One of the questions I hear is, 'How is Workflow Based learning different from performance support?' Well, this is performance support on steroids – magnified, with a much higher impact. The workflow is the context, the magic filter through which we will be able to filter content, against which we have to compare default tactics. There will always be instructor-led training, but there will be far less of it than the workplace learning resources.

Here's a definition: Workflow is a sequence of activities that a person has to do to achieve defined desirable goals and results specific to the condition. Deliverables, solutions, decisions… Filters are needed to screen out the irrelevant and bring to the fore the things that are relevant. The workflow is the best default filter for all data. A fusion of learning and doing is on the way

JAY: A little while ago, I blogged that humankind is awakening to the realization that everything's connected. The point of learning is to prosper within our chosen communities, to optimize the quality of one's connections to one's networks. However, many people have failed to change the default settings their personal firewalls came with, even though their factory-installed settings haven't been upgraded since 1 million B.C.

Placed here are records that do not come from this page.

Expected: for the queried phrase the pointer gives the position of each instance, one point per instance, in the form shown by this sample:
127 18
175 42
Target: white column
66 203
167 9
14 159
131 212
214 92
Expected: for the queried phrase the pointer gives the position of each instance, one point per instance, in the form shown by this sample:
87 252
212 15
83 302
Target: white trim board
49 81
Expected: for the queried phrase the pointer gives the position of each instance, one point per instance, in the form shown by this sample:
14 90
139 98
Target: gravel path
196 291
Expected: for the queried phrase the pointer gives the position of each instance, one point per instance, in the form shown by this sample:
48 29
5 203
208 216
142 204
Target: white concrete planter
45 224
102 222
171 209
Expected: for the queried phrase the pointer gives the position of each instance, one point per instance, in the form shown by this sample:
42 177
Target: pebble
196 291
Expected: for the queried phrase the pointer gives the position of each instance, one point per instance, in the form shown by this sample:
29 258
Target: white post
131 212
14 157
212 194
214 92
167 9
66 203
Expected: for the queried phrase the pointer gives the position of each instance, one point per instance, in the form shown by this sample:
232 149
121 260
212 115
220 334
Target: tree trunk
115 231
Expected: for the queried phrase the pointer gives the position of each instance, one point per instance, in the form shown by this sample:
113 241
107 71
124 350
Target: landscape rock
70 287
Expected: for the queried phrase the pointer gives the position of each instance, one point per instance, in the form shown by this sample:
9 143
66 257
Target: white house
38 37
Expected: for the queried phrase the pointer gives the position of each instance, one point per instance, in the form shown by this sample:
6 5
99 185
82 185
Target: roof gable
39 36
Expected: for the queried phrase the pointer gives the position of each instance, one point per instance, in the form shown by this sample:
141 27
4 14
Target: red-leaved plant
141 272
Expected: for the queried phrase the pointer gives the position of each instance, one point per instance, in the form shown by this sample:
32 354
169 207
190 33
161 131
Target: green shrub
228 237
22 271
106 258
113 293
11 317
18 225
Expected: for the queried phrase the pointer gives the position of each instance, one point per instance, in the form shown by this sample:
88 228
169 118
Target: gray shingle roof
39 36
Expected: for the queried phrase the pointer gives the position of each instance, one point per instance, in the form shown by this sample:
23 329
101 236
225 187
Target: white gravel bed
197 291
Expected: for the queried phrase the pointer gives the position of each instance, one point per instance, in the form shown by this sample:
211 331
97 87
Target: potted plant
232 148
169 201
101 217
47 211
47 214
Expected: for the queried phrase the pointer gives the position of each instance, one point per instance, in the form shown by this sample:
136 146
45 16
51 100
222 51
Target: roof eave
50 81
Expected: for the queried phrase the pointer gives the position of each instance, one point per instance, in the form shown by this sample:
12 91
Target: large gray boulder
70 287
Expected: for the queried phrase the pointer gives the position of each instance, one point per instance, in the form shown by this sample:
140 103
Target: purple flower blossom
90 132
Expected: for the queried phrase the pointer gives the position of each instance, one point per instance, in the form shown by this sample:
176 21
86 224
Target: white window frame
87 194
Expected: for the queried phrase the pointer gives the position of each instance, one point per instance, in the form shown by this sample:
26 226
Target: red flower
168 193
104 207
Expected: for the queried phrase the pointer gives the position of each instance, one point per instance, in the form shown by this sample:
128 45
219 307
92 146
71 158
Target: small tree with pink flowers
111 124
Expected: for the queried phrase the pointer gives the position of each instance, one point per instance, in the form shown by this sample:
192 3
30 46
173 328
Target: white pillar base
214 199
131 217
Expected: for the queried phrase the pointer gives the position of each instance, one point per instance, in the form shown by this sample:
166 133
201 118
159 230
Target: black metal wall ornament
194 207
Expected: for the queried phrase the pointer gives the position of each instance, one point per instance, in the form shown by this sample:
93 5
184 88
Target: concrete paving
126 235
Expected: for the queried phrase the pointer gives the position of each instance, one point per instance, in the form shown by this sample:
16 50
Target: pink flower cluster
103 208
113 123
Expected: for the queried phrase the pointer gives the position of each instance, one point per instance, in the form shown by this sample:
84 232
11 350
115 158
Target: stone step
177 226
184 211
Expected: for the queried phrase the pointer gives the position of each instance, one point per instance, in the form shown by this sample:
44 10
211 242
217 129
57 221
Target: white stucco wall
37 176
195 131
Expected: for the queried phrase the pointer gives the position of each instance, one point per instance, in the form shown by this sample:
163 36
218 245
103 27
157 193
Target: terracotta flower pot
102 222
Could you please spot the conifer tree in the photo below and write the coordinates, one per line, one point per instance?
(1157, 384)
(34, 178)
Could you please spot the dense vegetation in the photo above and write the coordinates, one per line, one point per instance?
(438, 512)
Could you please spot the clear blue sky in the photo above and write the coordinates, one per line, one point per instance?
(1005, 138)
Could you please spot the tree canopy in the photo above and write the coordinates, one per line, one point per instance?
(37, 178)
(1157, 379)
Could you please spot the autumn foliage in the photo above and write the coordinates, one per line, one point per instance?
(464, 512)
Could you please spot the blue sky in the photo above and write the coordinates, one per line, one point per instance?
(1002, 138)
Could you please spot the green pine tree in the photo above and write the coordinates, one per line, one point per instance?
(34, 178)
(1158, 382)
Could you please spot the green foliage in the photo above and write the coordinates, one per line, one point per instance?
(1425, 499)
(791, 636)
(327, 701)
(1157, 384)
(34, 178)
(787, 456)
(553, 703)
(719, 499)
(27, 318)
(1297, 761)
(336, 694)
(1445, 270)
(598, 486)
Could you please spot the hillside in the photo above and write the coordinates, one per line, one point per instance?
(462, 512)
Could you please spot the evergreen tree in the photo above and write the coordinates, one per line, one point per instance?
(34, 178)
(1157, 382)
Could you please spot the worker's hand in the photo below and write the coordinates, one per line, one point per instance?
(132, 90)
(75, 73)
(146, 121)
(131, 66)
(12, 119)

Gloria thoughtfully replied, "Almost worse than the default settings that are millions of years old are the cultural, political, ethnic and religious settings we were given in our early lives. They, of course, reflect the biases of prior generations and, in my experience, no longer fit in a globalized world. They limit us from more than learning. Rather, they limit us as people interacting as humans with other people. Our networks must go way beyond the filters that sift out important other people -- or have us judge them by trivial attributes."

TONY: As we were chatting at the Workflow Symposium, Gloria commented she really believed that new technologies such as second generation portals and business process modeling finally provided us with the ability to enable the integrated performance at the workflow layer as she had had originally envisioned it more than 15 years ago.

Thanks to technology, the promise of Gloria's performance centered vision moves ever closer to becoming reality. But the change management issues are where performance-centered design will live or die. My own goal is work tirelessly on these issues to make Gloria Gery's performance-centered vision the status-quo in creating workware for the On-Demand Enterprise.

We sincerely hope that Gloria inspires you as she has us.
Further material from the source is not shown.